Ce qui est complètement faux.
5.
Reagan prononçait ce discours pour
inciter la Chambre des représentants à ne pas lui lier les mains, pour qu’il
puisse utiliser des contre-tarifs et faire du « pushback » sur le Japon. À
l’époque, c’était les semi-conducteurs. Il agissait de façon protectionniste.
Donc, est-ce que c’est la publicité du gouvernement de
l’Ontario qui a fait en sorte qu’on n’a pas d’entente? NON.

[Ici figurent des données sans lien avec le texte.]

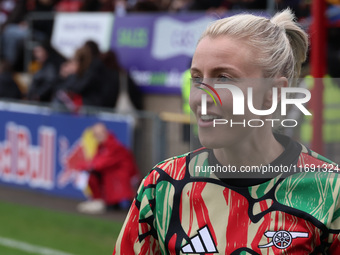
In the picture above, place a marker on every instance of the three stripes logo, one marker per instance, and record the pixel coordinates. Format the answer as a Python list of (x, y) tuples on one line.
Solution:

Et aujourd’hui, Mark Carney, depuis la Malaisie, a eu
l’audace de dire qu’on était si proche d’avoir une entente… et que c’est à
cause de cette publicité. La semaine passée, il disait qu’on était loin d’une
entente, et il demandait d’arrêter de publier ça dans le Globe and Mail parce
que ça faisait monter les attentes.
Marc Carney a promis une entente au mois de juillet :
y’en a pas eu. Il en a promis une au mois d’août : y’en a pas eu non plus. Donc
ils doivent se décider : qu’est-ce qu’ils sont en train de faire?
Conclusion
Ce témoignage,
rapporté sans filtre, illustre à quel point les tensions politiques et
commerciales peuvent être instrumentalisées, brouillant les responsabilités et
les intentions. Au-delà des divergences entre gouvernements, ce qui se dessine
en filigrane, c’est une inquiétante tendance à la concentration du pouvoir, à
la manipulation du discours, et à l’effacement des contrepoids démocratiques.
Il ne s’agit
pas ici de prendre parti, mais de mettre en garde. Car ce glissement vers une
forme d’autoritarisme — que beaucoup pressentent sans toujours savoir le nommer
— ne se manifeste pas d’un seul coup, mais par petites touches, dans les
silences, les renversements de logique, les récits qui se contredisent.
En rapportant
ces faits, mon but n’est pas d’attiser le feu, mais de le contenir. De nommer
ce qui couve, avant que tout ne s’enflamme. De rappeler que la vigilance
citoyenne commence là : dans l’attention aux mots, aux gestes, aux
responsabilités qu’on esquive.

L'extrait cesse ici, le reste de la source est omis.